Image Just because a drainage tube is in place does not guarantee it is working. Follow drain outputs and check for patency each day.

Image Any image-guided percutaneous drain should be managed in consultation with the IR team.


1. Three days following an uneventful pancreaticoduodenectomy, you evaluate a patient for persistent drainage around a JP site. The patient’s gown is soaked in serous fluid and 8 large gauze pads overlying the drain are saturated. This should best be handled by which of the following?

A. Tightening the skin aperture around the drain site with an encircling skin stitch

B. Carefully stripping the drain tube to remove clot and fibrin

C. Applying additional pressure dressings to the drain site

D. Beginning diuresis to manage ascites leak

2. You are asked to remove a pigtail catheter placed by IR 6 days ago.
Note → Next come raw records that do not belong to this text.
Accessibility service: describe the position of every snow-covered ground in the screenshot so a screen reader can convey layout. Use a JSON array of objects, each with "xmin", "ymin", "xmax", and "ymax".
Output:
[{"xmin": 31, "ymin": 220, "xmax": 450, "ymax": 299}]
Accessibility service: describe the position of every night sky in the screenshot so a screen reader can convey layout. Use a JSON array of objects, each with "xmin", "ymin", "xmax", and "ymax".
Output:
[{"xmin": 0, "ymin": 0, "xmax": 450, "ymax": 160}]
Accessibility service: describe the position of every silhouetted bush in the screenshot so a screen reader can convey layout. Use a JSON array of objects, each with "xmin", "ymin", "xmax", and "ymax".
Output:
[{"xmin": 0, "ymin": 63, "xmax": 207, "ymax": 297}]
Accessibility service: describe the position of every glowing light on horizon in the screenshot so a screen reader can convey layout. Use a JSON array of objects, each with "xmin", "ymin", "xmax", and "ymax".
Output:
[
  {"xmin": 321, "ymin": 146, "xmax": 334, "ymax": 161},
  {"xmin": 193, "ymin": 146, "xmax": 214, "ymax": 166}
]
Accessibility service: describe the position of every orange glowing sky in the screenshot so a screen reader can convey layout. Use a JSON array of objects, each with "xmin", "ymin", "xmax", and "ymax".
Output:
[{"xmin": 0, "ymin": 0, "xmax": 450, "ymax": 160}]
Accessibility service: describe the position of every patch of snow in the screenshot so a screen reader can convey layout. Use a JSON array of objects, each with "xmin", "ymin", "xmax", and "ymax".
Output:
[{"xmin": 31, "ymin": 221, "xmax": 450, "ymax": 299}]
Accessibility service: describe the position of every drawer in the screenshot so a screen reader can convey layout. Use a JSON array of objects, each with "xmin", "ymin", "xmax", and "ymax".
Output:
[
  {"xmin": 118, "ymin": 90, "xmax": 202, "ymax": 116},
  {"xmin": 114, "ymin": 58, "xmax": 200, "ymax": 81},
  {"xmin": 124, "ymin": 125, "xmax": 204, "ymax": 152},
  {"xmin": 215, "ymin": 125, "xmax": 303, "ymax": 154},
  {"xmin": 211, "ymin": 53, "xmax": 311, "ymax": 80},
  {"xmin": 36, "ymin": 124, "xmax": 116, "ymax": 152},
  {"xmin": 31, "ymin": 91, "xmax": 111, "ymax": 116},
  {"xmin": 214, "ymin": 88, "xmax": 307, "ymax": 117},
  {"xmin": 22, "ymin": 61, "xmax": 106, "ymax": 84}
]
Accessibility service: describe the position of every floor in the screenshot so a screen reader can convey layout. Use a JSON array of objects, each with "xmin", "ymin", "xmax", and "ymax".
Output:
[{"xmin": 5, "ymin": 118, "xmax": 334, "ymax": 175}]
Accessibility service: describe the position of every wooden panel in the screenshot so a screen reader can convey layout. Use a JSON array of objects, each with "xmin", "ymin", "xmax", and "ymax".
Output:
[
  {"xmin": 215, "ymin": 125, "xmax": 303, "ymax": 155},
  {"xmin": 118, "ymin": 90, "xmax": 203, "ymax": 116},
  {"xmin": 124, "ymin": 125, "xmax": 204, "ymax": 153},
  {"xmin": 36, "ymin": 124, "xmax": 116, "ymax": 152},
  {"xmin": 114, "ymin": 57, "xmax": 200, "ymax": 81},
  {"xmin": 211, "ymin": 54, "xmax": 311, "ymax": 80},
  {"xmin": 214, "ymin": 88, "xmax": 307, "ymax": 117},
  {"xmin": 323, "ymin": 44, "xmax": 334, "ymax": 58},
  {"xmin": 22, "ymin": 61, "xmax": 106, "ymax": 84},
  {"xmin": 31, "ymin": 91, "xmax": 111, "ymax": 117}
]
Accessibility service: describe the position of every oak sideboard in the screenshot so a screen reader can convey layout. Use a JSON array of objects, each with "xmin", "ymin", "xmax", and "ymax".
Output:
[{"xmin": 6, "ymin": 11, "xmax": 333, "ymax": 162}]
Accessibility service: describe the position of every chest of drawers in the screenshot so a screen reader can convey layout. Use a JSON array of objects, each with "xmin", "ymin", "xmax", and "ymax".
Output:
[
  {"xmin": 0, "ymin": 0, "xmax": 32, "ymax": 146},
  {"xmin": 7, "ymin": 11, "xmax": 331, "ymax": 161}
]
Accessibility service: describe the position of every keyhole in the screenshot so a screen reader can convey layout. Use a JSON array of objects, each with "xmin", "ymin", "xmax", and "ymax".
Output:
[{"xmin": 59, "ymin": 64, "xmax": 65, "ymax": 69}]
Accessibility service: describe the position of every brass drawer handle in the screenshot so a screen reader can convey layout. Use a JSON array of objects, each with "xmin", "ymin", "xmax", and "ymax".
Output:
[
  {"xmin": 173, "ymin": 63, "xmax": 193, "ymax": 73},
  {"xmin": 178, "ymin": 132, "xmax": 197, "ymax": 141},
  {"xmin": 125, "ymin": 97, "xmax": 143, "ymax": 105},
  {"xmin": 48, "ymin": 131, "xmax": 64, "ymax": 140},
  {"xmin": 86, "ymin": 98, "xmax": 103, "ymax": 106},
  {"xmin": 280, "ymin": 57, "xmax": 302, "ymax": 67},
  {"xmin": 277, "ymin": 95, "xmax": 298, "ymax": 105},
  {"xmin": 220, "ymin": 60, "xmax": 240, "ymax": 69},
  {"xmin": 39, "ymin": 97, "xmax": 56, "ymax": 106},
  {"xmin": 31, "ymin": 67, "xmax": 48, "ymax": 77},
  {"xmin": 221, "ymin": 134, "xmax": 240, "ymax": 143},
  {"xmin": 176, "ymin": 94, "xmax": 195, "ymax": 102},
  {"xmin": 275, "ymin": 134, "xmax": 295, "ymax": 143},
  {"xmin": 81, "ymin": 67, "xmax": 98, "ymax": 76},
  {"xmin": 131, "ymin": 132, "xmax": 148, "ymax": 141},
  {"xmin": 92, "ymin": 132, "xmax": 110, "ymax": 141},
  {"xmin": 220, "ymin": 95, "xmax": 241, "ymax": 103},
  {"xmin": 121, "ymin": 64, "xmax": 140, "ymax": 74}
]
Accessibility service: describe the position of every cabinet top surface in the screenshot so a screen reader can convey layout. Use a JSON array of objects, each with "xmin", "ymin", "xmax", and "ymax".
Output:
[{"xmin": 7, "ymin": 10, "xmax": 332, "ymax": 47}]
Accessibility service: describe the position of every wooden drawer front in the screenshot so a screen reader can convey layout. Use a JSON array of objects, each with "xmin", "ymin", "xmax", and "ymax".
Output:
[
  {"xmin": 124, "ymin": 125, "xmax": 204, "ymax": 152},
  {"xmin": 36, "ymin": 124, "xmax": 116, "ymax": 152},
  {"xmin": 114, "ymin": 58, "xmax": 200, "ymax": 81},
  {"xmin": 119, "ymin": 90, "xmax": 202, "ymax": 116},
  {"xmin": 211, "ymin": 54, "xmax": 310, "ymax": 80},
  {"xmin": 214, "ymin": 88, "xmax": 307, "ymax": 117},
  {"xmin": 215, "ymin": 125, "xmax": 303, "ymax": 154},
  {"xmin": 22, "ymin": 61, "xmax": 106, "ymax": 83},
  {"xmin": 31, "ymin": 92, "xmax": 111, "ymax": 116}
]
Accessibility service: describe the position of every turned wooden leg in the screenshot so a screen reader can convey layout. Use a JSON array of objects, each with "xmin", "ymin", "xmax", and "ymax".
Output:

While pulling the drain, you encounter resistance and patient discomfort. This should be handled by which of the following?

A. Opening the gravity collection bag to atmospheric pressure

B. Obtaining a sinogram through the tube

C. Carefully applying more tension when removing

D. Checking the catheter for a locking suture


1. B. Fluid follows the path of least resistance. Carefully stripping the drain (or flushing, if possible) will ensure a low-resistance path through the system and should fix this problem. Generally, extra skin sutures will not fix the leakage and will be painful for the patient. Note that while the patient may have ascites, ascites is not the problem—collecting it is.

2. D. Many pigtail catheters are locked into a coiled position and require release of the locking suture prior to removal. While venting a drain during removal is generally a good principle, resistance encountered during drain removal is an ominous sign and merits a call for help. A sinogram will not be helpful in diagnosing this problem.